As the title implies, Carter's latest (The Puzzle King, 2009, etc.) explores the experiences of a group of Jewish refugees from Germany in 1930s New York City while also offering a nod to earlier Irish immigrants.
Carter takes her time establishing protagonist Egon Schneider’s family history and credentials. In 1890, illustrator Elisabeth Arnstein and naturalist Rudolph Schneider, both secular Jews, fall in love, marry, and raise only child Egon. By 1900, the publication of their opus European Ornithology has earned the couple a reputation as “the Audubons of Europe.” After Elisabeth’s death, her sensitive spirit broken by the poverty she witnesses in post–WWI Germany, Egon decides to become a doctor.
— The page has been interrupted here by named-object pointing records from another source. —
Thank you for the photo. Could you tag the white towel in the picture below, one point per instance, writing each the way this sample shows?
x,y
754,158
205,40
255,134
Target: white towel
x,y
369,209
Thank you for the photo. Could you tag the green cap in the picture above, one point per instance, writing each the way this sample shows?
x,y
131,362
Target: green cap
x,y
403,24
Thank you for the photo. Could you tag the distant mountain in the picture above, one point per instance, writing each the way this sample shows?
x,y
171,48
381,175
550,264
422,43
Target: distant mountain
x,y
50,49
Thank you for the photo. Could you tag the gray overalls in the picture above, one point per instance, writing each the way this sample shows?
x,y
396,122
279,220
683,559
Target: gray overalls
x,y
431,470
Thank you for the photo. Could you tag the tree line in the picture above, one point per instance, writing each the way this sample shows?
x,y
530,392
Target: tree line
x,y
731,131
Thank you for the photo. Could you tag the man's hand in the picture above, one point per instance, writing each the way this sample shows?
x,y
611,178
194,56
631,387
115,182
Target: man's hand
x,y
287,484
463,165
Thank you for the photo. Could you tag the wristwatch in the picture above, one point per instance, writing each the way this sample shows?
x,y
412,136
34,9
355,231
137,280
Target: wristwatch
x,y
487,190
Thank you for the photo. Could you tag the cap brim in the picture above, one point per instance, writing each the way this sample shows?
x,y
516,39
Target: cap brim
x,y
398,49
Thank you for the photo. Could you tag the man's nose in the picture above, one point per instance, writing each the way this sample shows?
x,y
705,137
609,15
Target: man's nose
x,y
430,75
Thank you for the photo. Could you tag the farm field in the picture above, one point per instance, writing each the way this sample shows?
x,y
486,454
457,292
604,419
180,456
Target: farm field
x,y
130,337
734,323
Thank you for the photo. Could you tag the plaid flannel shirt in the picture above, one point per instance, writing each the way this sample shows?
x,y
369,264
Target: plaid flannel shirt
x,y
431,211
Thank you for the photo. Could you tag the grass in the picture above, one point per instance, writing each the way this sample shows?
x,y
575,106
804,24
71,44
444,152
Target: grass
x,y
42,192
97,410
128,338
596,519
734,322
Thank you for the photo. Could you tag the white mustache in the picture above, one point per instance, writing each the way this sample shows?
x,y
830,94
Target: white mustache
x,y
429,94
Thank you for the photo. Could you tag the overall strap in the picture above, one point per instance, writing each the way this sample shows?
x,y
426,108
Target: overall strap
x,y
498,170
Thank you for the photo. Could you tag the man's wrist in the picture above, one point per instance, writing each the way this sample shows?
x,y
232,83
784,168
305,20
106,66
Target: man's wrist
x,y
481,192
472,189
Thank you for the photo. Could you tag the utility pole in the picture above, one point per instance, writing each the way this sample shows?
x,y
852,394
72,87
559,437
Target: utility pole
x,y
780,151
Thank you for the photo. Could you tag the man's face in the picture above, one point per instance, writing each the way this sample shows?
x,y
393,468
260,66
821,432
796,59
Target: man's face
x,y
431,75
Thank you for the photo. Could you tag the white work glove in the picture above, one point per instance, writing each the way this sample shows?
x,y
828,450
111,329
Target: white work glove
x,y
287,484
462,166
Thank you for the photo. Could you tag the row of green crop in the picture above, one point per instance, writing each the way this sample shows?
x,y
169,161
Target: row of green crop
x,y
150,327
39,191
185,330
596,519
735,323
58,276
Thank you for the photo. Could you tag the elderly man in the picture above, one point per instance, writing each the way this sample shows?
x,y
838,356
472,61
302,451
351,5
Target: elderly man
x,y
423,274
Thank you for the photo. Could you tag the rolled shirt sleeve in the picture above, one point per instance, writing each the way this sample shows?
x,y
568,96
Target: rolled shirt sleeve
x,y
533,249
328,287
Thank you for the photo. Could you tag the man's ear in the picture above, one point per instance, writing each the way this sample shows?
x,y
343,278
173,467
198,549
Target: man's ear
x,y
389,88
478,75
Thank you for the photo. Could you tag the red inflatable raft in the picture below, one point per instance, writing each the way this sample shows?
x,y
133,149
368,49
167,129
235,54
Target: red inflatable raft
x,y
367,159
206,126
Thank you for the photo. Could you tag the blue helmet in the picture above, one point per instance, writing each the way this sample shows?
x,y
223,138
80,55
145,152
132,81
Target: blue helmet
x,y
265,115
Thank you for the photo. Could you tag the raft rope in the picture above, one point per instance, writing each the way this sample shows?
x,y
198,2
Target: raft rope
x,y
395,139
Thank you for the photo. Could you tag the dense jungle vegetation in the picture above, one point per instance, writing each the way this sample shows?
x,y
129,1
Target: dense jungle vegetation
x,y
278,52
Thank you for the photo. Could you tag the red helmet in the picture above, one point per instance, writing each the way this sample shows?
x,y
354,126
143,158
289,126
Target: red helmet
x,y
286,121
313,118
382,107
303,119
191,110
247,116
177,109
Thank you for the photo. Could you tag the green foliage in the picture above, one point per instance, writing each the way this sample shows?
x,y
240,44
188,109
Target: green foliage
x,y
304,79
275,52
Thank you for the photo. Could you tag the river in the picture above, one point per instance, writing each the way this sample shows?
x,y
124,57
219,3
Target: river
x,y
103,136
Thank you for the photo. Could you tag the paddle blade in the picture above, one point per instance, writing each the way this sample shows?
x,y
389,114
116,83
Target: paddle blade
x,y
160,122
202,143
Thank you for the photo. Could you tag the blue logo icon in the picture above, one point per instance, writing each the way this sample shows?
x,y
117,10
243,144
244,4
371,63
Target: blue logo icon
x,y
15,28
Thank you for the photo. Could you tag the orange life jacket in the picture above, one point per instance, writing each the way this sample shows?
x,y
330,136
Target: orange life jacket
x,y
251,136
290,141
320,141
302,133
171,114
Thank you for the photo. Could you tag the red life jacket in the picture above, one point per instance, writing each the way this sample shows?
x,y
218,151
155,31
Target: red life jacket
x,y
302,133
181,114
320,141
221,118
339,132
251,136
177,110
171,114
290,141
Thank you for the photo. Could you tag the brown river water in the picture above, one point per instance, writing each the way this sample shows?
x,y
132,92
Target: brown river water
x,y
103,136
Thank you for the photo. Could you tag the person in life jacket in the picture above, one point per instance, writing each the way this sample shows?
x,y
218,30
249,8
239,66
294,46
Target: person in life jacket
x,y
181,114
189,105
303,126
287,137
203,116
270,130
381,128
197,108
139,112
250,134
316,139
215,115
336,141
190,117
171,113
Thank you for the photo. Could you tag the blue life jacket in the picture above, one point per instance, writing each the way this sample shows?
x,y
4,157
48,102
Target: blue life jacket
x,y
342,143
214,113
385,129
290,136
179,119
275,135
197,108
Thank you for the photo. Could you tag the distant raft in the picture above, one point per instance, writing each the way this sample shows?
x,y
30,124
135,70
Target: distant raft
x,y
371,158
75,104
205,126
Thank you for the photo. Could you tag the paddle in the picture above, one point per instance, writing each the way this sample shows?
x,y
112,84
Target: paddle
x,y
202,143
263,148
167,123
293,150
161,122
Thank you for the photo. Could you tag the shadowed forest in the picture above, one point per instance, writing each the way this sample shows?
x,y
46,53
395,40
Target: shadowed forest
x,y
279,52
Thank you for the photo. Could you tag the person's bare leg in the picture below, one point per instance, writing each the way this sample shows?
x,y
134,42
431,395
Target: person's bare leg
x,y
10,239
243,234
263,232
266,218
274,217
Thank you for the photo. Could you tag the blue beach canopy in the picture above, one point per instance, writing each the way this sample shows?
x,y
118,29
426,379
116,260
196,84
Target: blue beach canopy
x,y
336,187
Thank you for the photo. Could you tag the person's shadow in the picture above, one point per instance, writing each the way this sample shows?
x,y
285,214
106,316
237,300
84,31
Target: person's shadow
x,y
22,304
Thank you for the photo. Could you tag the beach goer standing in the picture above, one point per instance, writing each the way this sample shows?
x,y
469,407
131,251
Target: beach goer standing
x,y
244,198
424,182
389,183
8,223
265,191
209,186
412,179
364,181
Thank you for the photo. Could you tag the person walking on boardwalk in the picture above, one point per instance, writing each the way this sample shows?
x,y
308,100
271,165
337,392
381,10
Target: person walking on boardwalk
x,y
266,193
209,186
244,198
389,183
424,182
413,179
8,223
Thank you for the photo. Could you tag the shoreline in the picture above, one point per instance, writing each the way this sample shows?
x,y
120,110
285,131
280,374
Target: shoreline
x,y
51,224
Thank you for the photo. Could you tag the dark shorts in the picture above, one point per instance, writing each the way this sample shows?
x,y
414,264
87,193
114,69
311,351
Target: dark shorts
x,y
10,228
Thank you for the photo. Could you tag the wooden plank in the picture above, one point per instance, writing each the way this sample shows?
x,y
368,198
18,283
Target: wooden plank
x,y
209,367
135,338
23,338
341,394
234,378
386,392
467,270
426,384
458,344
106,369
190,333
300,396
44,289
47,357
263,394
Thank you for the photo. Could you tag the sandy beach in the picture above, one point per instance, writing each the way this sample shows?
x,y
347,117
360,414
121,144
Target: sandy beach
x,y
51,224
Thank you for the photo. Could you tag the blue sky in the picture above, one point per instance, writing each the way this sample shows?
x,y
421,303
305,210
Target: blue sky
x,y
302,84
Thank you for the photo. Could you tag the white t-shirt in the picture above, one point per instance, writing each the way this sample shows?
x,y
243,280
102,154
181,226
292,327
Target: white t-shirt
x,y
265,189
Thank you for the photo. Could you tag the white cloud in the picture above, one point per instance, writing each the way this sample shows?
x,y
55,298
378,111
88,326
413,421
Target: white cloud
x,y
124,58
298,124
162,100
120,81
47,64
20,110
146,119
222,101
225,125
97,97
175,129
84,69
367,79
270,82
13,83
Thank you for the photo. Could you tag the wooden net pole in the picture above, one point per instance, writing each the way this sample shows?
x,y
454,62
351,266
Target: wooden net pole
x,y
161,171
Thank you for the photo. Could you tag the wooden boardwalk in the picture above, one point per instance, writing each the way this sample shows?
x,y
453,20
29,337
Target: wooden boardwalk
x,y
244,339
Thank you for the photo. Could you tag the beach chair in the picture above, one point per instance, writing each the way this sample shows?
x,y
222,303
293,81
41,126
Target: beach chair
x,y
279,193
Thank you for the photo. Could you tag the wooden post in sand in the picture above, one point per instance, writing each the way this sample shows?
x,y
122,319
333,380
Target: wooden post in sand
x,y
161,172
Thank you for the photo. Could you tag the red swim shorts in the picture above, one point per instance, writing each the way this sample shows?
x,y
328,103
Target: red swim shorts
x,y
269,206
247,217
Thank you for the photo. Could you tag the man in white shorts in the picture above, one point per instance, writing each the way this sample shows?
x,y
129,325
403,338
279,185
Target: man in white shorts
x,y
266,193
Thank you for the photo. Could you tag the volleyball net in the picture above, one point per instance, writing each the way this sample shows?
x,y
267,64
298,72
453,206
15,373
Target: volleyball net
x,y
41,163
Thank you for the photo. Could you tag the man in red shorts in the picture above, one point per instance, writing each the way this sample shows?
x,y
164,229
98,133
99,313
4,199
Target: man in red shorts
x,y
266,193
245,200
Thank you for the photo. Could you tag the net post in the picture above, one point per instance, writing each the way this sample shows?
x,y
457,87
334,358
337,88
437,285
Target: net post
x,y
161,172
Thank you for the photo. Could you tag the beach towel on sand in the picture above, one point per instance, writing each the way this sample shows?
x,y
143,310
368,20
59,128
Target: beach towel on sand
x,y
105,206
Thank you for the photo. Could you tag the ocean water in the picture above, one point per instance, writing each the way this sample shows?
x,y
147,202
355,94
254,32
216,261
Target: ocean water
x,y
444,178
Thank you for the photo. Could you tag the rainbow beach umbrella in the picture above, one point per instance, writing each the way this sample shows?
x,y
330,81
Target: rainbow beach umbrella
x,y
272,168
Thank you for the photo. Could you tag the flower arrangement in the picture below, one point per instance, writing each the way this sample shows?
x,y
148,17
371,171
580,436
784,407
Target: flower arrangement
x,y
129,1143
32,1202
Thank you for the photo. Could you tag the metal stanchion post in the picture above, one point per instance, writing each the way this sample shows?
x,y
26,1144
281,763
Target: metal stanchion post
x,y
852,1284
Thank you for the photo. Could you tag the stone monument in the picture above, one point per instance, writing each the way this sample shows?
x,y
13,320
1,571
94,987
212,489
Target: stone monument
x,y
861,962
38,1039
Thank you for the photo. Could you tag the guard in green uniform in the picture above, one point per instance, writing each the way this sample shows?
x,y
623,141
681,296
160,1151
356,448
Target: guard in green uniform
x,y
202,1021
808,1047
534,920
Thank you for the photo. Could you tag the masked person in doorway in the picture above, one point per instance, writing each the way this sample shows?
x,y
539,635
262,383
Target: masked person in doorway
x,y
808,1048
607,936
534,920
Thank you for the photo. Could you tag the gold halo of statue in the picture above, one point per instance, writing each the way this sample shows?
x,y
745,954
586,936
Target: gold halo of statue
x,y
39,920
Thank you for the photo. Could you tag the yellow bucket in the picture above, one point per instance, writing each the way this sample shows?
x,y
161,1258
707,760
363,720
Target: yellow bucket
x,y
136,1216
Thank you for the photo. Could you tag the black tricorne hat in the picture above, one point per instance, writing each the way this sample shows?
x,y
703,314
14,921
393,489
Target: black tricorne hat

His college roommate, Meyer Leavitt, an aspiring writer, recognizes the Nazi threat before Egon does, but by the late 1930s both men, along with a number of acquaintances—this story is about survivors, not the victims left behind—have arrived in Manhattan. Meanwhile Carter shifts gears to trace the family history of Catrina Harty, the daughter of Irish immigrants. By her late 20s, Catrina has survived her father’s desertion when she was a child and the deaths of not one but two husbands, one barely explained, the other under suspicious circumstances. The romance of Egon and Catrina, who meet at the grocery deli counter where Egon works since his medical license is useless in America, must weather any number of obstacles, but their interminable goodness and kindness make for rather dull characters. More intriguing are some members of Egon’s circle: a bitter, formerly wealthy banker’s daughter; a couple who are too homesick for Germany to adjust to their new world; and secretly sensitive pessimist Meyer, who writes about his friends with brutal love.
The journalistic flatness of the narrative and Carter’s tendency toward easy sentimentality make for a disappointingly pedestrian take on what should be a dramatically charged subject given today’s refugee crisis.